Tout d’abord commençons par planter quelques bases de logistique. Pour faire fonctionner une usine, il vous faut : du personnel, quatre murs, un toit, des machines et de la matière première.
Sans ce dernier élément, difficile de transformer quoi que ce soit. Dans l’industrie plastique, nous utilisons cette chose étrange en granulés appelée : le Polypropylène. (Le polypropylène (ou polypropène) isotactique, de sigle PP (ou PPi) et de formule chimique (-CH2-CH(CH3)-)n, est un polymère thermoplastique semi-cristallin de grande consommation.) c’est fait pour la minute culture.
Chaque mois il nous en faut des tonnes et des tonnes… Nous mettons ça dans un camion et après une longue route, plusieurs passages de frontières et quelques arrêts aux douanes le tout arrive à Luga !
Maintenant, petite question de logique : Quelle est la condition sine qua non pour faire avancer un poids lourd ? Du diesel ! Oui, mais aussi ? Des pneus ! Certes , et encore ? Un chauffeur ! Aller une dernière chance…. Heuuu…. Un moteur ? Bien vu mais il manque encore quelque chose !
C’est noir, long et dur … une route , évidemment!!
Les routes ! Je vous en avais déjà parlé lors d’un précédent article. ( On my way to work !) D’ailleurs le fameux pont a finalement subi une véritable reconstruction, je vous laisse admirer les travaux .
Les routes donc: elles sont généralement dans un état désastreux et la seule, l’unique qui mène à notre usine, j’ai nommé la grande’ « Bolshaya Zareshnaya » ne fait pas exception à la règle. Comme nous avons un minimum de savoir vivre, nous faisons reboucher les trous chaque année ! Mais cela ne suffit apparemment pas aux administrateurs » locaux.

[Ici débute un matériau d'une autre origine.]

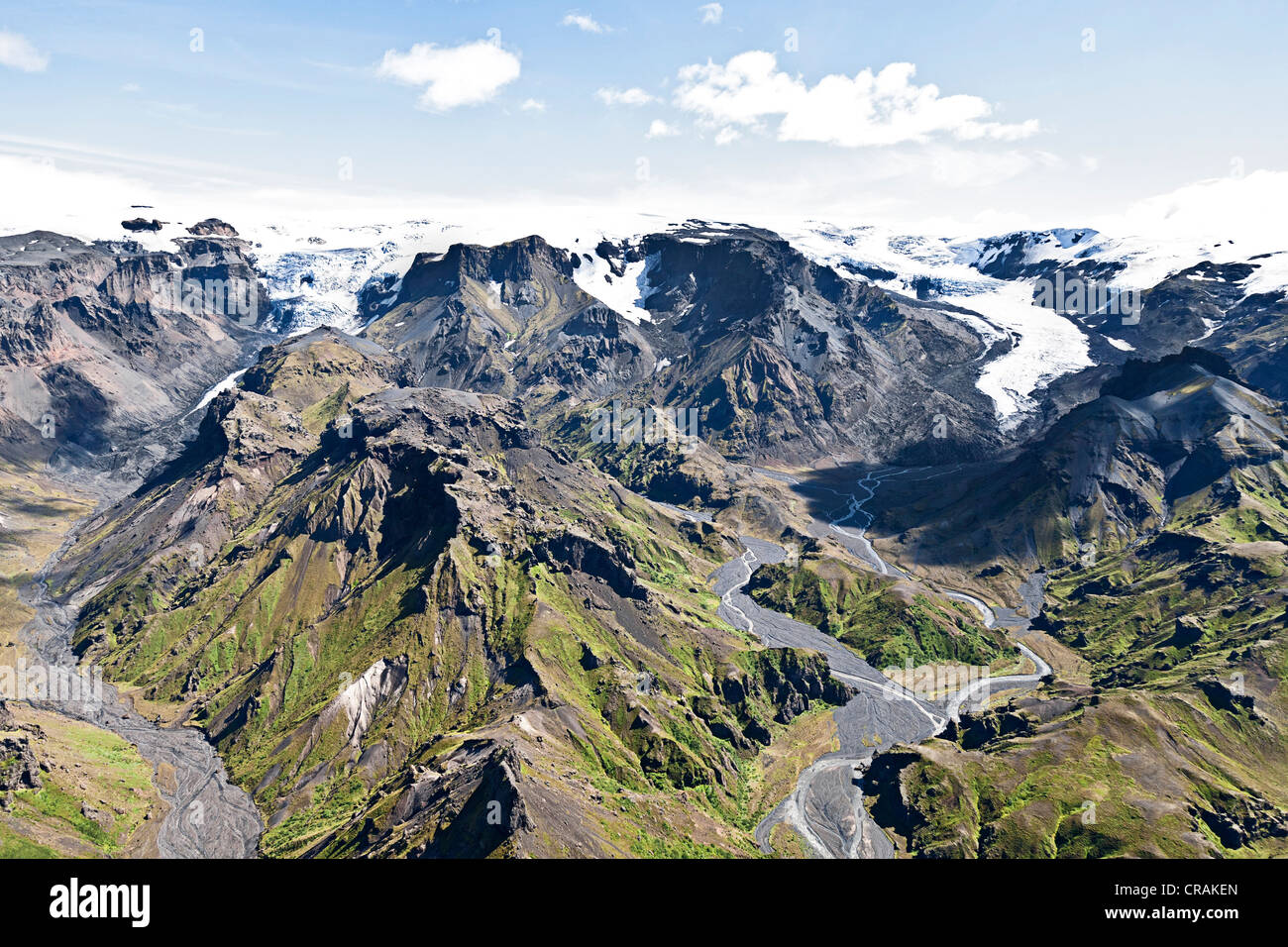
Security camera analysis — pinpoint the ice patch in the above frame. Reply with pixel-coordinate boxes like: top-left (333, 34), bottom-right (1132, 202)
top-left (574, 254), bottom-right (658, 325)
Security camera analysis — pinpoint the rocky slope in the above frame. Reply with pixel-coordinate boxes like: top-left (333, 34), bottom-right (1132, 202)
top-left (0, 231), bottom-right (267, 481)
top-left (365, 228), bottom-right (1015, 459)
top-left (59, 331), bottom-right (870, 856)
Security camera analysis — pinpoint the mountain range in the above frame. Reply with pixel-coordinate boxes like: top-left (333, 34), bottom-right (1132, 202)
top-left (0, 218), bottom-right (1288, 857)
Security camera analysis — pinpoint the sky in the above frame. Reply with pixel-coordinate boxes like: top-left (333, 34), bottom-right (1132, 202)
top-left (0, 0), bottom-right (1288, 235)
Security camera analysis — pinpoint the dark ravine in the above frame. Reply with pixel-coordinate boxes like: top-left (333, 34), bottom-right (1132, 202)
top-left (711, 471), bottom-right (1051, 858)
top-left (20, 491), bottom-right (265, 858)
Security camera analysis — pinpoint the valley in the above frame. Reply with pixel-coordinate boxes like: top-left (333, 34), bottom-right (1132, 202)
top-left (0, 212), bottom-right (1288, 858)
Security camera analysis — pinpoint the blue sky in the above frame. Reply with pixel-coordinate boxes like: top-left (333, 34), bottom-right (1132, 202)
top-left (0, 0), bottom-right (1288, 232)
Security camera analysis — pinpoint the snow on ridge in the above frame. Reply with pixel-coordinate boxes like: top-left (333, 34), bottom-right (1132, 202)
top-left (574, 246), bottom-right (658, 325)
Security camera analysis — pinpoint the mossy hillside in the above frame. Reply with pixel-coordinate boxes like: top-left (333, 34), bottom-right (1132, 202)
top-left (747, 556), bottom-right (1009, 668)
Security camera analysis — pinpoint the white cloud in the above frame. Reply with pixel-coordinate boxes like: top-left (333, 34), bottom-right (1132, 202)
top-left (562, 13), bottom-right (613, 34)
top-left (376, 40), bottom-right (519, 112)
top-left (0, 30), bottom-right (49, 72)
top-left (675, 51), bottom-right (1039, 149)
top-left (595, 86), bottom-right (654, 107)
top-left (698, 4), bottom-right (724, 26)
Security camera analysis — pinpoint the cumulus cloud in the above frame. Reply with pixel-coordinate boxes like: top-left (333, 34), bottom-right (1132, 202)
top-left (376, 40), bottom-right (519, 112)
top-left (675, 51), bottom-right (1039, 149)
top-left (0, 30), bottom-right (49, 72)
top-left (595, 86), bottom-right (654, 107)
top-left (562, 13), bottom-right (612, 34)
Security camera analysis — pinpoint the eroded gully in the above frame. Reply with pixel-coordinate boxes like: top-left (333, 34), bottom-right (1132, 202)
top-left (705, 471), bottom-right (1051, 858)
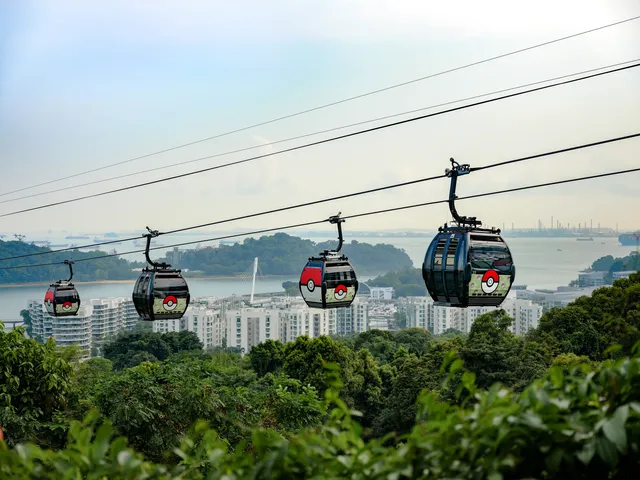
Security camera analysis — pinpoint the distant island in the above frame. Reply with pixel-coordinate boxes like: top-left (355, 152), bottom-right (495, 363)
top-left (0, 233), bottom-right (413, 284)
top-left (282, 266), bottom-right (429, 298)
top-left (0, 240), bottom-right (137, 285)
top-left (570, 252), bottom-right (640, 286)
top-left (165, 233), bottom-right (413, 276)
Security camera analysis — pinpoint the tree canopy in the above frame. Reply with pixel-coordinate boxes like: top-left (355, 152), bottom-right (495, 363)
top-left (0, 273), bottom-right (640, 480)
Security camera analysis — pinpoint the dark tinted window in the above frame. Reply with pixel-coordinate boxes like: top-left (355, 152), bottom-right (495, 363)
top-left (153, 276), bottom-right (187, 292)
top-left (469, 244), bottom-right (513, 272)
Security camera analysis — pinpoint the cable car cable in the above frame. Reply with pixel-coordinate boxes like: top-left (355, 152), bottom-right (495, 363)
top-left (0, 59), bottom-right (640, 218)
top-left (0, 58), bottom-right (640, 204)
top-left (0, 15), bottom-right (640, 196)
top-left (0, 167), bottom-right (640, 270)
top-left (0, 132), bottom-right (640, 261)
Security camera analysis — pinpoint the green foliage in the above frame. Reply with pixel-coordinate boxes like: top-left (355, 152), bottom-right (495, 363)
top-left (103, 331), bottom-right (202, 370)
top-left (249, 340), bottom-right (284, 377)
top-left (0, 345), bottom-right (640, 480)
top-left (0, 274), bottom-right (640, 480)
top-left (0, 322), bottom-right (73, 445)
top-left (527, 272), bottom-right (640, 361)
top-left (167, 233), bottom-right (413, 278)
top-left (0, 240), bottom-right (138, 283)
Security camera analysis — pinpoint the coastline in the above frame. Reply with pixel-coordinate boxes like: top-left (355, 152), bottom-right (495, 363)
top-left (0, 275), bottom-right (292, 288)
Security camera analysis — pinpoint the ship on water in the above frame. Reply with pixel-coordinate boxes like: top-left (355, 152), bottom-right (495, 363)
top-left (618, 230), bottom-right (640, 247)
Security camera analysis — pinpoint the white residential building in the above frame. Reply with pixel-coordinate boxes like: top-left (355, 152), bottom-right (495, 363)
top-left (153, 302), bottom-right (227, 349)
top-left (332, 297), bottom-right (369, 335)
top-left (224, 307), bottom-right (280, 353)
top-left (400, 296), bottom-right (542, 335)
top-left (369, 287), bottom-right (394, 300)
top-left (28, 298), bottom-right (140, 356)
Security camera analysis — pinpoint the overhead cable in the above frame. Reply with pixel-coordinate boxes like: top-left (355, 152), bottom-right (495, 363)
top-left (0, 15), bottom-right (640, 196)
top-left (0, 132), bottom-right (640, 261)
top-left (0, 58), bottom-right (640, 204)
top-left (0, 167), bottom-right (640, 270)
top-left (0, 63), bottom-right (640, 218)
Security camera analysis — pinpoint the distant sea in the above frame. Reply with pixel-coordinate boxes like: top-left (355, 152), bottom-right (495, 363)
top-left (0, 232), bottom-right (635, 328)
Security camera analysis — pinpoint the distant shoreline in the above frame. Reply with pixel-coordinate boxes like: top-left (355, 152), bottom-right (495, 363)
top-left (0, 275), bottom-right (295, 288)
top-left (0, 272), bottom-right (386, 288)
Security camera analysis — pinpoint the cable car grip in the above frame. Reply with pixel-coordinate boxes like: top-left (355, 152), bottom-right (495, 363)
top-left (329, 212), bottom-right (346, 252)
top-left (62, 260), bottom-right (73, 283)
top-left (444, 158), bottom-right (482, 229)
top-left (142, 227), bottom-right (171, 270)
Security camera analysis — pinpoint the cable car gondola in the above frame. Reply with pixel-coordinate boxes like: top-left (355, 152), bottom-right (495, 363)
top-left (44, 260), bottom-right (80, 317)
top-left (299, 213), bottom-right (358, 309)
top-left (132, 227), bottom-right (191, 322)
top-left (422, 158), bottom-right (516, 308)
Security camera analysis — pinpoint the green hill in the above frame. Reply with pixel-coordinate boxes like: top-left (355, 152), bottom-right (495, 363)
top-left (0, 233), bottom-right (413, 284)
top-left (158, 233), bottom-right (413, 275)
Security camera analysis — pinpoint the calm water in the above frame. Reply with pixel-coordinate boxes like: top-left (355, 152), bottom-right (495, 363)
top-left (0, 237), bottom-right (634, 328)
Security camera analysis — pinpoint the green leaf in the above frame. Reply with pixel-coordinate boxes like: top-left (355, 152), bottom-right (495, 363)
top-left (576, 442), bottom-right (596, 465)
top-left (596, 437), bottom-right (618, 467)
top-left (602, 405), bottom-right (629, 453)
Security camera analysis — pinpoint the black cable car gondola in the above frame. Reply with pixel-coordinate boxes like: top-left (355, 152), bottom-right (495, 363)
top-left (422, 158), bottom-right (516, 308)
top-left (44, 260), bottom-right (80, 317)
top-left (299, 213), bottom-right (358, 308)
top-left (132, 227), bottom-right (191, 322)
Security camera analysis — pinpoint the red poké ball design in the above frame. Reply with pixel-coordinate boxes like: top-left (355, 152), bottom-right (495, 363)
top-left (44, 290), bottom-right (53, 307)
top-left (333, 285), bottom-right (347, 300)
top-left (480, 270), bottom-right (500, 294)
top-left (162, 295), bottom-right (178, 311)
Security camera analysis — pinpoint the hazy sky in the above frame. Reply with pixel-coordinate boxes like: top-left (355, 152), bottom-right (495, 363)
top-left (0, 0), bottom-right (640, 240)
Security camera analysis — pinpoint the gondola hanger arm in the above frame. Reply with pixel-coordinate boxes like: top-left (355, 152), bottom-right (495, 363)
top-left (63, 260), bottom-right (73, 283)
top-left (142, 226), bottom-right (171, 270)
top-left (329, 212), bottom-right (346, 252)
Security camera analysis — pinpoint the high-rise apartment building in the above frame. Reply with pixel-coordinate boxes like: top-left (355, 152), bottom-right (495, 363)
top-left (28, 298), bottom-right (140, 357)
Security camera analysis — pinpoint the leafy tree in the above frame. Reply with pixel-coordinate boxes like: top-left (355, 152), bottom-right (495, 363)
top-left (460, 310), bottom-right (546, 389)
top-left (249, 340), bottom-right (284, 377)
top-left (103, 331), bottom-right (202, 370)
top-left (395, 328), bottom-right (433, 356)
top-left (282, 336), bottom-right (362, 405)
top-left (0, 322), bottom-right (73, 445)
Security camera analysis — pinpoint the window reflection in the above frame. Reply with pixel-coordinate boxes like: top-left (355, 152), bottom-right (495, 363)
top-left (469, 245), bottom-right (513, 273)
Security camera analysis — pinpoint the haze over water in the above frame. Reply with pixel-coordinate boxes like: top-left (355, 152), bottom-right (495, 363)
top-left (0, 235), bottom-right (635, 320)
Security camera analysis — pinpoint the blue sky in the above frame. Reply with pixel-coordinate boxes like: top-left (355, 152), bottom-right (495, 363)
top-left (0, 0), bottom-right (640, 239)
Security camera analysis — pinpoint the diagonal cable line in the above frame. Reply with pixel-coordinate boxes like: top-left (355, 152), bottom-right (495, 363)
top-left (0, 58), bottom-right (640, 204)
top-left (0, 132), bottom-right (640, 261)
top-left (0, 59), bottom-right (640, 218)
top-left (0, 15), bottom-right (640, 196)
top-left (0, 167), bottom-right (640, 270)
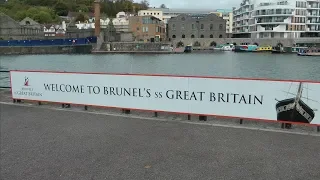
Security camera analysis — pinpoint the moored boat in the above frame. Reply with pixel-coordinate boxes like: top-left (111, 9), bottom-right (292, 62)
top-left (276, 82), bottom-right (316, 124)
top-left (255, 46), bottom-right (272, 52)
top-left (234, 45), bottom-right (258, 52)
top-left (297, 48), bottom-right (320, 56)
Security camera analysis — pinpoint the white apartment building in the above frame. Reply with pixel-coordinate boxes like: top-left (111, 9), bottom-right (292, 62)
top-left (233, 0), bottom-right (320, 38)
top-left (138, 8), bottom-right (233, 33)
top-left (75, 12), bottom-right (129, 32)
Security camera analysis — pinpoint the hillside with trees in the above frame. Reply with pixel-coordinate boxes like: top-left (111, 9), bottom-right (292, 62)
top-left (0, 0), bottom-right (149, 24)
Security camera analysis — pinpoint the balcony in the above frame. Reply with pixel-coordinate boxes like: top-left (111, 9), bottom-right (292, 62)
top-left (307, 5), bottom-right (320, 9)
top-left (307, 13), bottom-right (320, 17)
top-left (307, 20), bottom-right (320, 24)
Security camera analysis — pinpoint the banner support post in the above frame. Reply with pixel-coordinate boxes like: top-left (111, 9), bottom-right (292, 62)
top-left (199, 116), bottom-right (207, 121)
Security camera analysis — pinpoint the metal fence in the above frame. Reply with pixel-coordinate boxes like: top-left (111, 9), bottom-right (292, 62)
top-left (0, 70), bottom-right (11, 89)
top-left (0, 37), bottom-right (97, 46)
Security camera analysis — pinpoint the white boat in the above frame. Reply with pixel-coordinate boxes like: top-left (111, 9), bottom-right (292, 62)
top-left (213, 44), bottom-right (234, 51)
top-left (222, 44), bottom-right (234, 51)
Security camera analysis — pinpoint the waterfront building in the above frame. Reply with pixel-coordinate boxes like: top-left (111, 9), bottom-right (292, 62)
top-left (211, 9), bottom-right (233, 34)
top-left (233, 0), bottom-right (320, 38)
top-left (168, 14), bottom-right (227, 40)
top-left (129, 15), bottom-right (166, 42)
top-left (75, 12), bottom-right (131, 32)
top-left (138, 8), bottom-right (233, 34)
top-left (0, 12), bottom-right (43, 40)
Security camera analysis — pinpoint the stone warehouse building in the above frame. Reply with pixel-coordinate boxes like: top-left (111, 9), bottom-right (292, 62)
top-left (167, 14), bottom-right (227, 40)
top-left (129, 16), bottom-right (166, 42)
top-left (0, 13), bottom-right (43, 40)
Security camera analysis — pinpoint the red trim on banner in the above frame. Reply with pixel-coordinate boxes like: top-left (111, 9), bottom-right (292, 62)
top-left (11, 99), bottom-right (320, 126)
top-left (10, 70), bottom-right (320, 84)
top-left (10, 70), bottom-right (320, 126)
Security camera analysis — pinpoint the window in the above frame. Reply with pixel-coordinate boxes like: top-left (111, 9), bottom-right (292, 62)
top-left (191, 24), bottom-right (196, 30)
top-left (172, 24), bottom-right (176, 30)
top-left (142, 27), bottom-right (148, 32)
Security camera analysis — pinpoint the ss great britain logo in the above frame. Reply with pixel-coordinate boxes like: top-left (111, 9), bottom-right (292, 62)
top-left (24, 77), bottom-right (29, 86)
top-left (276, 82), bottom-right (317, 123)
top-left (14, 77), bottom-right (42, 97)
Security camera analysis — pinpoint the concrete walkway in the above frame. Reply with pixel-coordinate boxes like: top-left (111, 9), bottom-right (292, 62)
top-left (0, 104), bottom-right (320, 180)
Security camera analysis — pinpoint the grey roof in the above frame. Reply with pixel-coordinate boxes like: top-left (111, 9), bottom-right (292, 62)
top-left (148, 8), bottom-right (232, 14)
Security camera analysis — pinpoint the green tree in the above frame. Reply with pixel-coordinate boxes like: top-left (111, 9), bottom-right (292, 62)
top-left (54, 1), bottom-right (69, 16)
top-left (33, 11), bottom-right (53, 24)
top-left (160, 4), bottom-right (167, 8)
top-left (75, 13), bottom-right (89, 22)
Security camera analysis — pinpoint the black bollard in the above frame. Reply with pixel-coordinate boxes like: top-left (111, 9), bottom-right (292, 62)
top-left (124, 109), bottom-right (130, 114)
top-left (285, 123), bottom-right (292, 129)
top-left (199, 116), bottom-right (207, 121)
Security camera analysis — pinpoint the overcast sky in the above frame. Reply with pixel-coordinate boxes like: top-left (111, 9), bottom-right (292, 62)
top-left (136, 0), bottom-right (242, 9)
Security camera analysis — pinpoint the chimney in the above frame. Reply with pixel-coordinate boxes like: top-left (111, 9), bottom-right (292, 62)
top-left (94, 0), bottom-right (100, 37)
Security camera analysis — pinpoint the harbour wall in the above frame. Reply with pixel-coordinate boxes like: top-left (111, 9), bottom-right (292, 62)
top-left (0, 44), bottom-right (92, 55)
top-left (170, 38), bottom-right (320, 47)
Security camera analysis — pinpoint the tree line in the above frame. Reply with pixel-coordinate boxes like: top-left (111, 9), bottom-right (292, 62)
top-left (0, 0), bottom-right (149, 24)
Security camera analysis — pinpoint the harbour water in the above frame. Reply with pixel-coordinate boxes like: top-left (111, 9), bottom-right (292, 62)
top-left (0, 52), bottom-right (320, 86)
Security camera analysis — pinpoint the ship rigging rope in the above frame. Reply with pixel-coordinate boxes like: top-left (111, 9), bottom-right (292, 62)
top-left (286, 83), bottom-right (292, 98)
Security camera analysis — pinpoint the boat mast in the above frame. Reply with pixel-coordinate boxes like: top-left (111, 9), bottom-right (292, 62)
top-left (295, 82), bottom-right (303, 104)
top-left (291, 82), bottom-right (303, 119)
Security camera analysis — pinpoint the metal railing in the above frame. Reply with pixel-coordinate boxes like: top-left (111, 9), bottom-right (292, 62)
top-left (0, 70), bottom-right (11, 89)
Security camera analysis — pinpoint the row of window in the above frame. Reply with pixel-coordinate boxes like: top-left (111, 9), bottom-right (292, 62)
top-left (296, 1), bottom-right (307, 8)
top-left (255, 9), bottom-right (293, 15)
top-left (172, 34), bottom-right (223, 39)
top-left (172, 24), bottom-right (223, 30)
top-left (137, 26), bottom-right (165, 33)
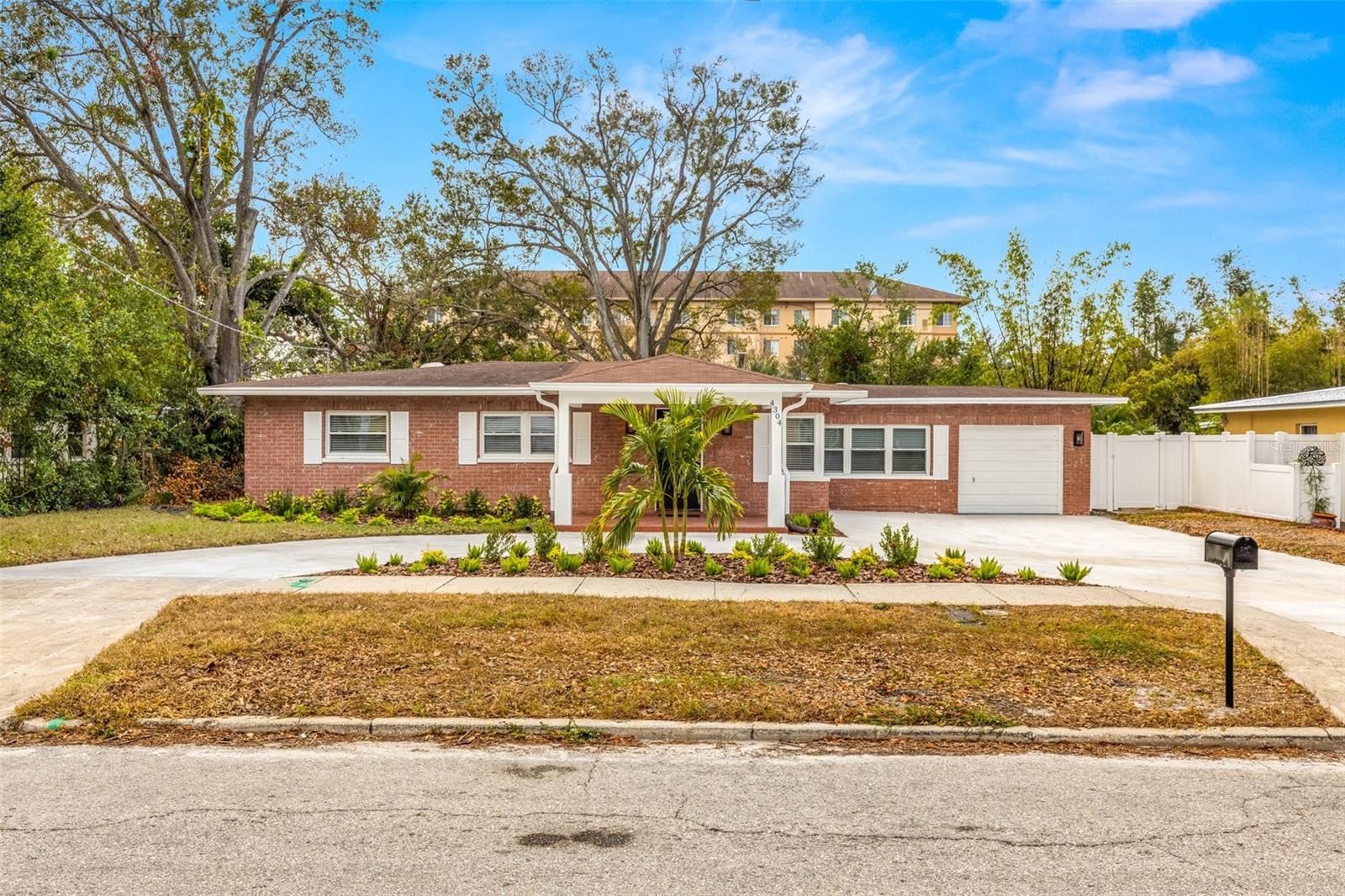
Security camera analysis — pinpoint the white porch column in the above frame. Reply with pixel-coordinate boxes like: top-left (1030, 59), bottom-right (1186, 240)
top-left (765, 397), bottom-right (789, 527)
top-left (551, 394), bottom-right (574, 526)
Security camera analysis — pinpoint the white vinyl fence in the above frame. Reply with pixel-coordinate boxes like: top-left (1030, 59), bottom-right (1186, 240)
top-left (1092, 432), bottom-right (1345, 526)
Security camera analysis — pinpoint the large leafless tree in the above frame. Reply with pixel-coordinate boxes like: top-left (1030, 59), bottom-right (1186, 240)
top-left (0, 0), bottom-right (377, 382)
top-left (433, 50), bottom-right (818, 358)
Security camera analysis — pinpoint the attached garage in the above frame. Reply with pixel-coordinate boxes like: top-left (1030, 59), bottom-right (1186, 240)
top-left (957, 425), bottom-right (1065, 514)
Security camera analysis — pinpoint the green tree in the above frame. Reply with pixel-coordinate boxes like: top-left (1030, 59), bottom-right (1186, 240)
top-left (433, 50), bottom-right (818, 358)
top-left (594, 389), bottom-right (756, 557)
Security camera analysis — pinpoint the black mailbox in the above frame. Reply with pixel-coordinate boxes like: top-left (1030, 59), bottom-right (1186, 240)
top-left (1205, 531), bottom-right (1256, 571)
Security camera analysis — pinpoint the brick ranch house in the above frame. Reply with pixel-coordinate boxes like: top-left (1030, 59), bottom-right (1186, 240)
top-left (200, 356), bottom-right (1123, 527)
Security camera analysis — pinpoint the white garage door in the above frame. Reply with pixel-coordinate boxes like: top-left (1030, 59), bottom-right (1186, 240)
top-left (957, 426), bottom-right (1065, 514)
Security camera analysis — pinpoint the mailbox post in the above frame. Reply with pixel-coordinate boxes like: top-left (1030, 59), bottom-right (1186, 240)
top-left (1205, 531), bottom-right (1256, 708)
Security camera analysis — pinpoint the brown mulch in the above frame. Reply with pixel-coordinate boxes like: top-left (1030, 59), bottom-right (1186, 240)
top-left (1114, 507), bottom-right (1345, 565)
top-left (18, 592), bottom-right (1334, 730)
top-left (336, 554), bottom-right (1088, 585)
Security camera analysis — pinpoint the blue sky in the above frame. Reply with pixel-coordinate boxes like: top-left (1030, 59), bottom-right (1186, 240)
top-left (312, 0), bottom-right (1345, 301)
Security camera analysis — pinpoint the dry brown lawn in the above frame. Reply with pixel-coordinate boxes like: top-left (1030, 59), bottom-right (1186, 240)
top-left (1116, 507), bottom-right (1345, 564)
top-left (18, 593), bottom-right (1332, 726)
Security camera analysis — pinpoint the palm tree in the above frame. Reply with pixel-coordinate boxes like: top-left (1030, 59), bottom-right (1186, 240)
top-left (594, 389), bottom-right (756, 557)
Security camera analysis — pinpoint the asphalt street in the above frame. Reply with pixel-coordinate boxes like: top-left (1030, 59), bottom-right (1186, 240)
top-left (0, 743), bottom-right (1345, 896)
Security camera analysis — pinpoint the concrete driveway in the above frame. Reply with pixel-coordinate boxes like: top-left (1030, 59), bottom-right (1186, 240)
top-left (832, 511), bottom-right (1345, 635)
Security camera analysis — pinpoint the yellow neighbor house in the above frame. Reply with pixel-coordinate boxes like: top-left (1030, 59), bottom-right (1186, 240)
top-left (1192, 386), bottom-right (1345, 436)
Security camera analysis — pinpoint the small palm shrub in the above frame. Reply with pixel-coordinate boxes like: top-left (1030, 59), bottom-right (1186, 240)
top-left (435, 488), bottom-right (462, 517)
top-left (971, 557), bottom-right (1005, 581)
top-left (533, 519), bottom-right (556, 557)
top-left (878, 526), bottom-right (920, 567)
top-left (926, 564), bottom-right (957, 581)
top-left (1056, 560), bottom-right (1092, 585)
top-left (462, 488), bottom-right (491, 517)
top-left (803, 522), bottom-right (842, 567)
top-left (500, 554), bottom-right (531, 576)
top-left (742, 557), bottom-right (772, 578)
top-left (374, 455), bottom-right (439, 517)
top-left (482, 529), bottom-right (514, 564)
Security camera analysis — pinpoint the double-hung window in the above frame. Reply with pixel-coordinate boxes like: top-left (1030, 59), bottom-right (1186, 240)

Non seulement ils souhaitent que nous prenions en charge la reconstruction totale de la route, mais en plus en leur payant directement dans la poche la modique somme de… beaucoup de roubles (il y a souvent beaucoup de zéros dans les roubles) . Ils auraient l’amabilité de se charger « eux-mêmes » des travaux. Un cousin par-ci , hop un frangin par là, un patte graissée par ici… appelez ça du clientélisme, de la corruption ou de l’escroquerie
Je vous rassure la position de notre directeur a toujours été ferme « non, nous ne cèderons pas au racket sinon, nous n’en finirons jamais de payer ».
Mais les russes ont de la suite dans les idées…
Pour nous mettre un petit coup de pression, ils ont tout simplement eu le génie de poser un panneau « route interdite au camion ». Et là vous faites le lien avec le camion, le polypropylène et tout le tintouin. Pas de route : pas de camion. Pas de camion : pas de polypropylène. Pas de polypropylène : pas de production. Pas de production…. Pas de production (et là c’est la loose).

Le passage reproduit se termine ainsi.